To begin with, then, Epictetus exhorts his students to pay attention, and to be mindful of their judgments in everything they do. The first reason is that any instance of inattention is going to reinforce that habit, making their practice more and more difficult. On the contrary, the more they routinely pay attention, the more the right habit of mind is reinforced. The second reason is, put simply, that nothing becomes better by being done inattentively. Being distracted when we drive, or take an exam, or converse with others does not improve our driving, chances of passing the exam, or the quality of our conversation. (Be, ahem, mindful of this the next time you whip out your phone in a social setting, thinking that you can do what is actually impossible for the human mind: multitasking.1)

But what is it, exactly, that we need to pay attention to? The short answer: Stoic rules for living and the roles we play in life.2 That is, the rules related to the Discipline of Desire, the roles to the Discipline of Action.

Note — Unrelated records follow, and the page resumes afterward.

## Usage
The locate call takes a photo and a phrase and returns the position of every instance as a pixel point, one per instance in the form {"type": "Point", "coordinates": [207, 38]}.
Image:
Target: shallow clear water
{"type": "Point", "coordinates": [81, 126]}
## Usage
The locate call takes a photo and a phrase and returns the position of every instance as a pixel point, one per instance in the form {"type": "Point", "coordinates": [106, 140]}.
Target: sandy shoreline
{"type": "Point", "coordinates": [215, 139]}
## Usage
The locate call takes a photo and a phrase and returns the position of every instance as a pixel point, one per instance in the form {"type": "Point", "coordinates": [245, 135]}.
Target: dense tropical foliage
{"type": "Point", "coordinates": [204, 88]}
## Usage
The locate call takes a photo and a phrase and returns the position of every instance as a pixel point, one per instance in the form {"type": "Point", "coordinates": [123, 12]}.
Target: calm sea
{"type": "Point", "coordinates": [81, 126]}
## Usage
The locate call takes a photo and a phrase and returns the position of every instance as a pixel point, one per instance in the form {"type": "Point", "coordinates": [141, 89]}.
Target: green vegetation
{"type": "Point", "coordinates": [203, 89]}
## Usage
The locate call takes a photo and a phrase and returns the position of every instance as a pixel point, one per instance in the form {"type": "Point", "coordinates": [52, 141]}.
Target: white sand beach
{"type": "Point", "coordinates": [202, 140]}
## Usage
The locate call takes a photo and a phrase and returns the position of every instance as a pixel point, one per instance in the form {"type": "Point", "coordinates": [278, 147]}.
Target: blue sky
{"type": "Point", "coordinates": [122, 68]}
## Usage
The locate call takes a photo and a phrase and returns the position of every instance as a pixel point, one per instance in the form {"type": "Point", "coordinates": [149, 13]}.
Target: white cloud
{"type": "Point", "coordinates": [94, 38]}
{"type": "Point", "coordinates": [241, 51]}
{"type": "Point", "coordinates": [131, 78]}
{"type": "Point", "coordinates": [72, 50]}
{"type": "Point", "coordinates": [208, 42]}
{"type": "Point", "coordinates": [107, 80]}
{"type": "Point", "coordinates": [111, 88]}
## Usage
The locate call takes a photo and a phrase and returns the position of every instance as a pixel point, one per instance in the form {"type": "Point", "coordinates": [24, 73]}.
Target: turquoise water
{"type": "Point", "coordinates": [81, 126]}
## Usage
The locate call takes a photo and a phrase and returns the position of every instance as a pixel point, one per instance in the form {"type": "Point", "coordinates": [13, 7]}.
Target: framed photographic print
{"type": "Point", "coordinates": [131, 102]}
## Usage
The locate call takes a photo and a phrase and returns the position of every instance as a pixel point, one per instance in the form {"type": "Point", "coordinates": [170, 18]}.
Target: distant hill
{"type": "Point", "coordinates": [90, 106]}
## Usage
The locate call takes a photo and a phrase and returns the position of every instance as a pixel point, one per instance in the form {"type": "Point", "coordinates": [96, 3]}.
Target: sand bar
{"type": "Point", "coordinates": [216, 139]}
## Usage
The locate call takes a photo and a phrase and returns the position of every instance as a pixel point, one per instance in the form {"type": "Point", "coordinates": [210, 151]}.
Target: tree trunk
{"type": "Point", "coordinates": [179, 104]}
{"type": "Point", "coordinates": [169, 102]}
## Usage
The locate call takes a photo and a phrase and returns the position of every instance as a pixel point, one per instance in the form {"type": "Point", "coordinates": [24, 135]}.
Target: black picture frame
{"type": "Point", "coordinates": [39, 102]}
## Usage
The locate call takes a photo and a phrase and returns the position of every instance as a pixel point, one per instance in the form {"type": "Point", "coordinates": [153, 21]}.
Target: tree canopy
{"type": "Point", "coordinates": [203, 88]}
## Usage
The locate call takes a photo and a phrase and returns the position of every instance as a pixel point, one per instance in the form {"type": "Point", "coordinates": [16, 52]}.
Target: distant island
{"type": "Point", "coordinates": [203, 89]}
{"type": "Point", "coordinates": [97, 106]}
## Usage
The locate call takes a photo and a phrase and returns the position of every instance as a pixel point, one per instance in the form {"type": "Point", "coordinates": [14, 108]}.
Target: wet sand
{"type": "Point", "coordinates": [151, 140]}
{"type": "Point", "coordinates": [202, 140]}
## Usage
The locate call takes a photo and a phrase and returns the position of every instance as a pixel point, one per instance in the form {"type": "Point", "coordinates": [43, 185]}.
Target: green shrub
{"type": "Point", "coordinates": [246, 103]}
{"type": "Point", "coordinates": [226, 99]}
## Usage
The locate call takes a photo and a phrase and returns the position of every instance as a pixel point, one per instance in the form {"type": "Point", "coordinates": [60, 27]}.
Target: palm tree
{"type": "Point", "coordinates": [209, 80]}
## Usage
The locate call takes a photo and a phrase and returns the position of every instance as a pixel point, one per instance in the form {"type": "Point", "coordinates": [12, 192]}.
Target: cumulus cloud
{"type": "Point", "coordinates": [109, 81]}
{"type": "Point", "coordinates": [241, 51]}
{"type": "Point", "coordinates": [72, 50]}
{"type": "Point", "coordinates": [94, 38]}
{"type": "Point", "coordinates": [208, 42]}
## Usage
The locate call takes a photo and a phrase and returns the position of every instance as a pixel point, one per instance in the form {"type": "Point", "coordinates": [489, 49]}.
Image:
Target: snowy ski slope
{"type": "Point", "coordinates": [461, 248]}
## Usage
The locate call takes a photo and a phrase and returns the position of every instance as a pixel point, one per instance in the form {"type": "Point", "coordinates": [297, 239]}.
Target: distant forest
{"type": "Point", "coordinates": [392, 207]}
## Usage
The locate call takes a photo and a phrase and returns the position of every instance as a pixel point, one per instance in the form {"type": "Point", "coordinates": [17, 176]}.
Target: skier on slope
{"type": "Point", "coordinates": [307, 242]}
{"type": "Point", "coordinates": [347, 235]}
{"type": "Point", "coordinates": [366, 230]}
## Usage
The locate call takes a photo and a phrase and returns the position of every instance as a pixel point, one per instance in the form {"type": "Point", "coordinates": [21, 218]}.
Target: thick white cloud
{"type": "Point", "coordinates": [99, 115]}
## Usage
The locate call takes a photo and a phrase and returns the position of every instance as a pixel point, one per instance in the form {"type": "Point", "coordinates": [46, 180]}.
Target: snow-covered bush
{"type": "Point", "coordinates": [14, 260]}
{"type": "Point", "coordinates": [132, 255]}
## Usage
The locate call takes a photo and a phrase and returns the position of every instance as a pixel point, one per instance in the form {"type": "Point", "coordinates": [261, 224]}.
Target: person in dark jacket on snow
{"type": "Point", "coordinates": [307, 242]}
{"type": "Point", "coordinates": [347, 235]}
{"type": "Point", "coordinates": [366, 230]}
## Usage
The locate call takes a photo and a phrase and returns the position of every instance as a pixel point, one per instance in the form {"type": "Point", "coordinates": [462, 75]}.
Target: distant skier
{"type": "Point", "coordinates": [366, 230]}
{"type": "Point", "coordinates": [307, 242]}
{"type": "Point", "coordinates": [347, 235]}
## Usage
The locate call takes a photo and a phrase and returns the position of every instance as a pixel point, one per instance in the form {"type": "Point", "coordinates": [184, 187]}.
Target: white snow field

In terms of rules, Epictetus very clearly restates the basic principle of the dichotomy of control and the knowledge that comes from the virtue of practical wisdom. The latter concerns itself with what is truly good or evil. In no uncertain terms, then, for the Stoics the only thing really under our control is our will; it is good for us if our will is inclined toward virtue, bad for us if it is inclined toward vice. The buck stops with each of us—nobody can force us to change our will, though we may agree (of our own volition!) to change our actions under duress. If someone is not pleased with us, that is their business, not ours—not in the sense that we shouldn’t care if we hurt others, but in the strictly Stoic sense that others’ opinions are up to them. So long as we have acted justly, the fact that others may disapprove is their problem. This fundamental principle, this crucial bit of Stoic knowledge, says Epictetus, ought to stay with us in every moment of our lives. Never leave home without it!

In addition to our judgments, we need to pay attention to the roles we play in life, which originate from the Discipline of Action. Epictetus asks us to pay attention to “who we are,” which, first and foremost, are rational and social animals. We should keep this role at the front of our mind, applying reason to our initial impressions and making sure we attempt to act prosocially in all situations. We also have specific roles that we can figure out by “the names we are called.” Examples include parent, friend, and employee. Our roles vary depending on who we are, what we’ve chosen for ourselves, and even the time of day. Paying attention to what role we are filling at any given time allows us to “direct our acts to fit each situation and its possibilities.” It allows us to derive what actions are virtuous for us at any given time. We must always be rational and prosocial while fulfilling the specific role that is fitting for the given situation.3

Lastly, there’s a bonus from this practice of attention to rules and roles (besides living a eudaemonic life, a life worth living): We become serene. We can be sure in the knowledge, derived from the “syllogisms,” that if other people insist we should be concerned with their judgment, then they just don’t understand what a judgment is. They don’t appreciate the fact that only our own judgments are under our control, and are our own business. It cuts down the clutter quite a bit!